Limitations of the study
Despite the significant observations in finding the possibility of reaching a more dependable PPAT during the process, the study is also found to have its own limitations. As the volunteers were undergraduate Ayurveda students, an expression bias during the interrogation could not be ruled out. It is also suggested that a rater’s experience may play crucially in making judgments about the expressions of features related to various Doshas. An examiner’s bias is a known limiting factor with such tools unless the examiners are trained well with the proposed tool and with the method of expression observations. The study also has a limited external validity for it was done with two observers only. To have a better external validity, it is required to be tested with many Ayurveda experts. A high inter-rater variability in the Kapha group marks the need of more serious efforts to make a uniformly applicable construct of the tool, particularly in reference to Kapha.
Conclusions
Designing a Prakriti analysis tool in tune with the contemporary scientific research requirements is an ambitious task. This is a multistep process requiring a thorough analysis of needs and resources, followed by a careful crafting. The craft is then required to be tested and retested on various parameters till it reaches a consensus of producing convincing, yet reproducible results in variable settings. This study analyzes the designing of a PPAT and tests it on various validity and reliability parameters. It is observed that the tool is good in reaching a consensus in reference to Vata and Pitta expressions, whereas it is not able to make a convincing correlation between observations made for Kapha group.
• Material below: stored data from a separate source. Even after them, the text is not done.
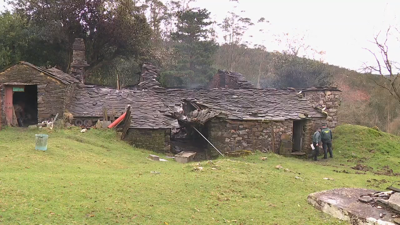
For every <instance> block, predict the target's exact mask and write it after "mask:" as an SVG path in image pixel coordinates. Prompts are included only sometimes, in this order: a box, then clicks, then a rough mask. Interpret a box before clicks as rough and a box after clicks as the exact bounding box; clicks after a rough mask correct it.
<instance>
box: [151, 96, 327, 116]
mask: <svg viewBox="0 0 400 225" xmlns="http://www.w3.org/2000/svg"><path fill="white" fill-rule="evenodd" d="M157 94H158V96H159V97H160V98H161V99H162V101H163V102H164V103H165V104H166V106H168V108H170V109H172V108H173V107H174V105H175V104H177V103H180V102H181V101H182V100H183V99H185V100H188V101H192V102H194V103H197V104H201V105H204V106H206V107H208V108H209V109H211V110H213V111H215V112H222V114H224V115H225V116H226V117H227V118H228V119H233V120H272V121H281V120H299V119H304V118H305V117H311V118H323V117H325V115H324V114H322V113H320V112H318V111H317V110H315V109H314V108H313V107H312V106H311V104H310V103H309V102H308V101H307V100H306V99H304V98H300V97H298V96H297V95H296V91H295V90H290V89H287V90H276V89H211V90H182V89H168V90H164V91H157Z"/></svg>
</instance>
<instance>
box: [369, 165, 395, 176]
mask: <svg viewBox="0 0 400 225" xmlns="http://www.w3.org/2000/svg"><path fill="white" fill-rule="evenodd" d="M374 173H375V174H377V175H386V176H400V173H394V172H393V170H392V169H390V167H389V166H384V167H382V168H381V169H380V170H378V171H376V172H374Z"/></svg>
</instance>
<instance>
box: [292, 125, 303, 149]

Besides indicating the deficits related to the construct of the tool under study, it also indicates the intricate complexity associated with observations made in reference to Kapha features compared to Vata and Pitta. So, Kapha features are required to be designed more carefully to make their better appreciation by every observer, and therefore to reach a better agreement. Despite its limitations, this study adds determinately toward the ultimate objective of evidence-based decision making in Ayurveda, a mandatory move if Ayurveda is thought to be mainstreamed as a dependable and reproducible form of medical intervention.[19,20]
Acknowledgments
Author express his deep gratitude to Prof. Francesco Chiappelli, Ph.D., University of California at Los Angeles for his untiring support in designing the study and analyzing the observations obtained. Help from Dr. Sandeep Dwivedi, State Ayurveda College, Lucknow in execution of the pilot testing of PPAT is also deeply acknowledged.